The Fritz!Box 3390 is the company's first concurrent dual-band 3-stream 802.11n model (it previously only had a single-radio 3-stream model, the Fritz!Box 3370), and is aimed at those who don't need the comprehensive telephony features of the FON models. There are no analogue phone ports or DECT base station, but it does support SIP telephony via the free Fritz!App Fon smartphone app for iOS and Android. Enabling Fritz!App support in the settings menu reveals the standard Fritz!Box telephony settings, including multiple SIP account and answering machine features.

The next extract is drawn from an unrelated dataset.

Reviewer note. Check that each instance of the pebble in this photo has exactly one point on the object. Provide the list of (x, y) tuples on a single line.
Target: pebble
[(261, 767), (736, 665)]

The 3390 is cosmetically unchanged from previous models, with the internal antennas hidden in the 'fins' of the red and silver casing. Like most of AVM's newer models, it features a VDSL (100Mbps) modem and four Gigabit Ethernet ports, one of which can be used a WAN connection if needed. There are twin USB 2.0 ports for printer, NAS or 3G dongle use. The latest major version of the firmware, Fritz!OS 5.51, is included, which adds new features such as Google Contacts address book integration.

Performance boost

We ran some quick wireless performance tests on a review sample, and found it to have much better overall performance than the 3370 model. Using our standard 3-stream test setup and Passmark Performance Test 8 (Advanced Network Test) on the 2.4GHz band it achieved 53Mbps at close range, dropping off to a still-respectable 32bps at 25m. Performance on the 5GHz band was very similar, delivering 51Mbps at 1m and 34Mbps at 25m.

Costing €150 (ex. VAT), the Fritz!Box 3390 is not particularly cheap considering its features, but it's good to see a concurrent 3-stream model in the range at last.